Girish Chowdhary awarded Air Force young investigator grant
Tuesday, March 17, 2015
Dr. Girish Chowdhary, assistant professor in the School of Mechanical and Aerospace Engineering at Oklahoma State University, has been awarded a $120,000, three-year grant to improve the autonomous operation of unmanned aircraft from the Air Force Office of Scientific Research (AFOSR) through its Young Investigator Research Program.
“It will enable me to pursue leading edge basic research in the field of autonomy,” said Chowdhary. “I expect this work to form a foundation for my goal of developing algorithms to enable autonomous unmanned aircraft (UA) that work with humans in solving challenging tasks in complex, asymmetric, and dynamically changing environments.”
Chowdhary’s research proposal, Robust Adaptive Autonomy in Contested Environments, seeks to develop theoretical underpinnings for mixed manned and unmanned aerial teams. Unmanned aircraft have already seen deployment and success in diverse battle arenas, however, the current heavily supervised UA operation is not well matched with the emerging needs of conflict. Chowdhary’s work includes the development of novel adaptive learning and decision-making algorithms that can provide improved mission performance in dynamically changing contested environments.
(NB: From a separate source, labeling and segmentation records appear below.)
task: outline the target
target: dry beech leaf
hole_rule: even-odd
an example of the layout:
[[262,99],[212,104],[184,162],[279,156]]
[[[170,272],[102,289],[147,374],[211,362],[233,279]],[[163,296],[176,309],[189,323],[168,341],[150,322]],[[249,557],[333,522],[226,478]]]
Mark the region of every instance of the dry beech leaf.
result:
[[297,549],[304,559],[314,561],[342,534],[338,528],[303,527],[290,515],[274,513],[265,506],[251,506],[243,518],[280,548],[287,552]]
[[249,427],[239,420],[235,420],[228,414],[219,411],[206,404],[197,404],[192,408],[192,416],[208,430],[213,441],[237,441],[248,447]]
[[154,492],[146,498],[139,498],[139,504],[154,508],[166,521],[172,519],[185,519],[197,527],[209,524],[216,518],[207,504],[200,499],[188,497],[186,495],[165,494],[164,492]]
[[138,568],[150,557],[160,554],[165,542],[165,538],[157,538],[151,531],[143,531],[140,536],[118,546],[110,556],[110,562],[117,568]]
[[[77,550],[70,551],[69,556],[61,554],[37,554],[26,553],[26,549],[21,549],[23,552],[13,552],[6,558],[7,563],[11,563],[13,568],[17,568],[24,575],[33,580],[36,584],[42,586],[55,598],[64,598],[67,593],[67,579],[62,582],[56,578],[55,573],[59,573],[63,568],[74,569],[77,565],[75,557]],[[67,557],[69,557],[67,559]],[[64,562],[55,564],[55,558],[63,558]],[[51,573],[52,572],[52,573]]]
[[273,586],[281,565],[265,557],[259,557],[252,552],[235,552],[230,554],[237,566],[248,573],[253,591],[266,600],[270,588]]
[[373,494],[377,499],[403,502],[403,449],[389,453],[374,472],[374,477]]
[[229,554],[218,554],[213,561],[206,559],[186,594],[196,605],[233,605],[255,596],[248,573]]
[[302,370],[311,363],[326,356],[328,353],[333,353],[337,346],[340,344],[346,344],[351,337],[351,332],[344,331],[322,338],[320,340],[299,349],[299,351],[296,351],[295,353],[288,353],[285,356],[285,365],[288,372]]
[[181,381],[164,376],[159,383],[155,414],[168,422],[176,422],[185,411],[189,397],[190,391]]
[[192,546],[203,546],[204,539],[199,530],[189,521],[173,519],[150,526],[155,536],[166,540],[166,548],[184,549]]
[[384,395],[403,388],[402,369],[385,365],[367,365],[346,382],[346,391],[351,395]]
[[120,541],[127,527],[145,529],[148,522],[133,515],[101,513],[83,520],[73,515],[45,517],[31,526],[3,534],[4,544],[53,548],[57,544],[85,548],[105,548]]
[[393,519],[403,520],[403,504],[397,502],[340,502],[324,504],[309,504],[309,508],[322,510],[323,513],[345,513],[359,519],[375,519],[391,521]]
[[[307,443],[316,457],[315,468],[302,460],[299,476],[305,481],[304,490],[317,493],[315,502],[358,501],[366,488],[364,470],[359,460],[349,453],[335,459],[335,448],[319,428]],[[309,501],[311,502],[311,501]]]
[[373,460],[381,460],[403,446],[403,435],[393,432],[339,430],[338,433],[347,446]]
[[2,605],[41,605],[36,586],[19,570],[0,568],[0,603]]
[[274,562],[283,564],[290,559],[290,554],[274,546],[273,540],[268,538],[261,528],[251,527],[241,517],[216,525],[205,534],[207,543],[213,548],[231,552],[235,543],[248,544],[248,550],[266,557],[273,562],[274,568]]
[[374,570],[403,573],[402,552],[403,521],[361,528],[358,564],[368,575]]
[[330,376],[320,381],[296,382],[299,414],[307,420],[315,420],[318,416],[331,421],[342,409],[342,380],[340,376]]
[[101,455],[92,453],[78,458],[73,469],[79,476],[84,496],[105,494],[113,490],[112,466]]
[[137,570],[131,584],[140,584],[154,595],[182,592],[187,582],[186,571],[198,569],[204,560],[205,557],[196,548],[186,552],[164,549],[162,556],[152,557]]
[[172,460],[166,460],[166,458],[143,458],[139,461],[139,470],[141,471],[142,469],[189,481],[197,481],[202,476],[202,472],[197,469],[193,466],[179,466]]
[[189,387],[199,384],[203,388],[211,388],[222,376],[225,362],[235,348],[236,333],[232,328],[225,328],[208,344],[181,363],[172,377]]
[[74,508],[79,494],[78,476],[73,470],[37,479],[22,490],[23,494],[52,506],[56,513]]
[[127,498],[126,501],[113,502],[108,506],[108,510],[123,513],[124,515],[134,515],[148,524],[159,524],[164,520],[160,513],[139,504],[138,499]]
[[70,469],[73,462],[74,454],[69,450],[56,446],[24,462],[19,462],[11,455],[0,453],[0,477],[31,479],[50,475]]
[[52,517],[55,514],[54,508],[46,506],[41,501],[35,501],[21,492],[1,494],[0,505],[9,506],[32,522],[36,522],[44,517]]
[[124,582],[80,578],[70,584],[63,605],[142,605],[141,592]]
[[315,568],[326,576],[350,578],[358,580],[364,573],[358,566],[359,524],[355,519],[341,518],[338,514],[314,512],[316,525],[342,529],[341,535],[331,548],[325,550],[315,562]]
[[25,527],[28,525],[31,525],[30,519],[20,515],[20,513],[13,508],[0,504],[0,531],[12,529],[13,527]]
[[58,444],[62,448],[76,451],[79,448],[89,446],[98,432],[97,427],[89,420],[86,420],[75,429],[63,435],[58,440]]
AFOSR will award approximately $16.6 million in grants to 57 scientist and engineers from 43 research institutions and small businesses. The Young Investigator Research Program is open to scientists and engineers who received Ph.D. or equivalent degrees in the last five years and who show exceptional ability and promise for conducting basic research. This year the Air Force received more than 200 proposals.
Dr. Chowdhary finished his Ph.D. in aerospace engineering at the Georgia Institute of Technology and joined the OSU faculty in 2013. His areas of interest include large-scale and long-duration collaborative autonomy with particular focus on unmanned aerial systems, adaptive-optimal control and decision making for stochastic dynamical systems, including adaptive control, reinforcement learning, partially observable Markov decision processes or transfer learning of control and decision making policies.